Background: Induced sputum (IS) has been proposed as a non-invasive alternative to bronchoalveolar lavage (BAL) for the assessment and monitoring of airways inflammation. The aim of this study was to compare both methods in patients with cystic fibrosis (CF). The possible differences between subjects with CF, mild asthma and healthy volunteers (HV) was also assessed.
Method: In a single centre, randomised, two way crossover study, 11 patients with CF, 9 mild asthmatics (MA) and 11 HV underwent BAL and hypertonic saline induction on consecutive days. Free neutrophil elastase (NE), neutrophil elastase/alpha(1)-anti-trypsin complex (NE-AAT), tumour necrosis factor receptor (p55) and interleukin-8 (IL-8) were measured in cell free supernatants.
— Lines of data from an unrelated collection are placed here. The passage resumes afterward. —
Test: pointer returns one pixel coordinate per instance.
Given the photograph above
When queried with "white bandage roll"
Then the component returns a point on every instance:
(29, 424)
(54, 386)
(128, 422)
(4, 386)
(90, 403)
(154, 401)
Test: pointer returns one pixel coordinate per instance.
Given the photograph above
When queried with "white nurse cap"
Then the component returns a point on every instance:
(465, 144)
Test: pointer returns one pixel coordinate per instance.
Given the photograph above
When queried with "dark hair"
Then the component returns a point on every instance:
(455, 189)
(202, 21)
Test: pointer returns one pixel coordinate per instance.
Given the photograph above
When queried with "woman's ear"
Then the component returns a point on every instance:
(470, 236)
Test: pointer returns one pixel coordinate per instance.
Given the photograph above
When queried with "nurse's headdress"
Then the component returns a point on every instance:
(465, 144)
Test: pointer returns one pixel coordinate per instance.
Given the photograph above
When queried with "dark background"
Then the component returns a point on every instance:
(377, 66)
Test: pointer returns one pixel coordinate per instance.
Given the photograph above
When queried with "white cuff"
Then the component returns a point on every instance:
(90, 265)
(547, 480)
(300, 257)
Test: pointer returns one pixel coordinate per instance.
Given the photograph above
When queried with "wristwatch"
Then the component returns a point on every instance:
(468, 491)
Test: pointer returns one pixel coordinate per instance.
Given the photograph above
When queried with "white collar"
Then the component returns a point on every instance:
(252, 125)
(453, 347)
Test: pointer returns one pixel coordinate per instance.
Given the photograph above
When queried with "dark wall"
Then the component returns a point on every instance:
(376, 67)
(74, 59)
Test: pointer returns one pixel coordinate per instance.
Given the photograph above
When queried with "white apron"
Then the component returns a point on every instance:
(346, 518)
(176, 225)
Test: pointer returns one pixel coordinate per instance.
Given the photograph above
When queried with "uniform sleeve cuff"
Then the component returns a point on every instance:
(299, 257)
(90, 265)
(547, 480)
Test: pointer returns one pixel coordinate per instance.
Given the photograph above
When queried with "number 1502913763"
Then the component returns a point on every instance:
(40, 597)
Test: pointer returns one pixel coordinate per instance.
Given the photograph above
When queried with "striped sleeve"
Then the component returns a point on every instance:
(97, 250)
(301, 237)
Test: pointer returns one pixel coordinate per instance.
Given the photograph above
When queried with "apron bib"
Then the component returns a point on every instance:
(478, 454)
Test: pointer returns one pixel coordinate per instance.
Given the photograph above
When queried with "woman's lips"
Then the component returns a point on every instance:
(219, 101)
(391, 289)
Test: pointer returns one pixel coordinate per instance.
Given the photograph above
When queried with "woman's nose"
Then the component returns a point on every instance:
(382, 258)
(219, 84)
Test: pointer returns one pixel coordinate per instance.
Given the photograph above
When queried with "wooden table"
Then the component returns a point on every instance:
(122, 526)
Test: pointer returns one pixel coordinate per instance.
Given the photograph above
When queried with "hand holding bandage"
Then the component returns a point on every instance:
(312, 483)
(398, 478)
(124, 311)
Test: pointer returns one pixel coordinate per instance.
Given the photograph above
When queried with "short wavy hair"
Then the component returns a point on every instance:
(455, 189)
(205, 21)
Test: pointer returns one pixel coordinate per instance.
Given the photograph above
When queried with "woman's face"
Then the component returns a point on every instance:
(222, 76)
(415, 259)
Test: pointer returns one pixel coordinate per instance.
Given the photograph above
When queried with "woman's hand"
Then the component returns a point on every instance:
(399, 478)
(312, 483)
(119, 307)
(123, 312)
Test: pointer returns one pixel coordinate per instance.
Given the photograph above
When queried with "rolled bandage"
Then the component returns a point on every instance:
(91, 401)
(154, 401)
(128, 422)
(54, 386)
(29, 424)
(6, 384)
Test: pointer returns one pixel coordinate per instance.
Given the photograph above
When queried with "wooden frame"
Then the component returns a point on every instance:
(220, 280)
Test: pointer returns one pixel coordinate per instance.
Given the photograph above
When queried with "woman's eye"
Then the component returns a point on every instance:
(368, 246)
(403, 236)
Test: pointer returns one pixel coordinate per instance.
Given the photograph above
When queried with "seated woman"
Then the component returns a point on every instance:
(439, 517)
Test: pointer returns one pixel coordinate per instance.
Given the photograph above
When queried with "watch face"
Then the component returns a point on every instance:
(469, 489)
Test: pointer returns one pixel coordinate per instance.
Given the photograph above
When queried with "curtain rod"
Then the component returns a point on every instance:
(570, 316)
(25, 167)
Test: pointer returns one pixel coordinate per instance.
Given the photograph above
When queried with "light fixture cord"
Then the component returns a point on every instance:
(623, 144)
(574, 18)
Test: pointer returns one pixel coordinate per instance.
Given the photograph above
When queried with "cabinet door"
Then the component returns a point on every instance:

Results: Three CF patients reported serious adverse events following BAL. NE was usually undetectable in both IS or BAL samples and NE-AAT concentrations did not differ consistently between the two sampling methods. IL-8 and p55 levels in the CF patients tended to be higher in IS samples compared with BAL samples (median 19,860 vs. 3,855 pg/ml and 2.55 vs. 0.29 ng/ml, respectively). There was a significant difference in mean p55 concentrations between CF, MA and HV in IS samples (P=0.003) but not in BAL samples (P=0.36). The difference in mean IL-8 concentrations in IS samples between subject groups was statistically different (P=0.023).
Conclusions: IS samples can be safely obtained from CF patients. Analysis of IS samples can help to characterize the inflammatory process in the airways of CF patients. The serious adverse events following BAL in 3 CF patients highlight an inherent risk associated with this procedure.